The program is for young people aged 12-17 who have disengaged from school. There’s eight providers of the Navigator program and we cover Hume and Moreland. We get referrals from the Department of Education, and we’ve got a case load each of around 12 young people. Coming to understand how difficult each young person’s situation is, it’s definitely a good ratio.

There’s a huge need out there for Navigator. There’s really no [other] support. There was a program called Youth Connections that was doing similar work, but then that got defunded, and for a while there they just had nothing. And it got worse, big-time.

What I love about this program is that we work with the young person and the families as well. We tend to be that bridge between the school, the family and the other services that are involved with the young person. We can do things that the school can’t, and the school can do things that we can’t.
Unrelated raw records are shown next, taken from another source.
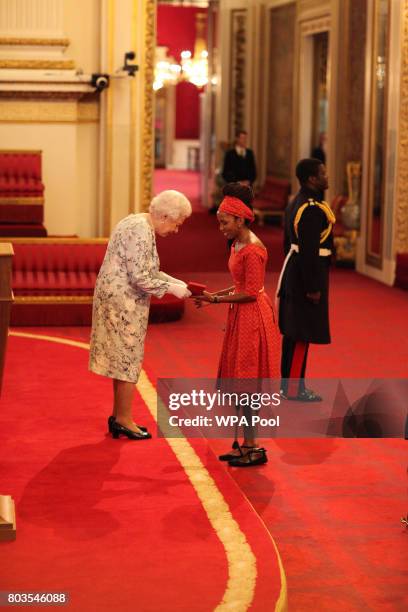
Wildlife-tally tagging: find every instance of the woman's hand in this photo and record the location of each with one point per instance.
(179, 291)
(205, 297)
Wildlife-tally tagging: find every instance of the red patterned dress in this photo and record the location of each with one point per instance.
(251, 347)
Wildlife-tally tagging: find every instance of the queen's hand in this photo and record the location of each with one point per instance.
(205, 297)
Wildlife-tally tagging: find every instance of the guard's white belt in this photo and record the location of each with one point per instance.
(322, 252)
(294, 248)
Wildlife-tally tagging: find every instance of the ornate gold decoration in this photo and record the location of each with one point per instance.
(147, 134)
(38, 111)
(47, 240)
(315, 26)
(27, 64)
(238, 57)
(88, 112)
(401, 235)
(22, 201)
(37, 42)
(36, 151)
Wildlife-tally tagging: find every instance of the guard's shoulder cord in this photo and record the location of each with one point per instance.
(331, 219)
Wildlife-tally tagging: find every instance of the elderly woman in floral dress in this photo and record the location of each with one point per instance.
(128, 277)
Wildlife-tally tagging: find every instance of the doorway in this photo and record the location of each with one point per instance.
(184, 122)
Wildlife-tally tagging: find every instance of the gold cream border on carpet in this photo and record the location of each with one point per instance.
(242, 571)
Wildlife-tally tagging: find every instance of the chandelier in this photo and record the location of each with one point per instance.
(192, 68)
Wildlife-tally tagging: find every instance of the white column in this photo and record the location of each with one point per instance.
(31, 18)
(126, 126)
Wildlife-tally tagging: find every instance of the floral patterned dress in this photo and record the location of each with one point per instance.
(251, 347)
(129, 275)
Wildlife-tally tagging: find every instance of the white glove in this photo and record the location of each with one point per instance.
(179, 291)
(171, 279)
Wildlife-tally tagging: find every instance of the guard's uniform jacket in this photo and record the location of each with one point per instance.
(309, 241)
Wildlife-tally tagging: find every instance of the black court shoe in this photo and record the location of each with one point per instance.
(255, 456)
(229, 456)
(111, 421)
(119, 430)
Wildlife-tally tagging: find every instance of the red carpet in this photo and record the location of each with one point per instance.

I was never really a good school student. Coming from a Pacific Island background myself – I’m a New Zealand-born Samoan – it was always tough when English wasn’t your first language. You go to school and it’s hard to learn. You know what, this cycle, we think we’ve gone through it? But it repeats itself. The funny thing is, some of the young people we work with think, ‘We’ve got it over these guys’, but we’ve been there. We know!

The thing I really love about this role is that you’re kind of on the outside. The young person really does gravitate to you because they feel you’re that person they can talk to. This role is really important is because you have that relationship, with so much power attached. It’s a relationship that, if you work it really well, the benefits will really come for the young person.

I’ve been dancing this dance for so long, and I’m still passionate about this work. It’s a rewarding role, but it has its challenges. And it does take its toll. When you’re going through stuff yourself, and it’s close to some of what’s going on, it’s hard.

I really didn’t expect the families latching on. When they finally see that you really are there for their kids, and that you really do mean what you say, they’ll grab onto you. You make that relationship. These are families that have been grinded by what’s going on, grinded by life.

Some families I’ve worked with have had five or six services working with them all at once. When the family first meets you, they say, ‘What are you gonna do for us?’ They compare. They’re worn out, tired. They look at you, but you know they’re thinking, ‘I’ve heard it before’. You’ve just got to reiterate it, make that relationship, get through that. Actions speak louder than words.

They’re great parents and I have a ball with them. When I go see them we have a laugh, but we get the work done. Then, when I have to say, ‘Guys, technically our time is nearly coming up’ – my goodness. I always knew it was gonna be tough, but tears!

You know, ‘My son has done so well because you’ve been involved. And he’s gone to see psychiatrists and nothing’s changed, but you guys [Navigator] have come in…’ But it’s like, ‘It wasn’t really us. We were the tool, we were the vehicle, but all credit goes back to your son’.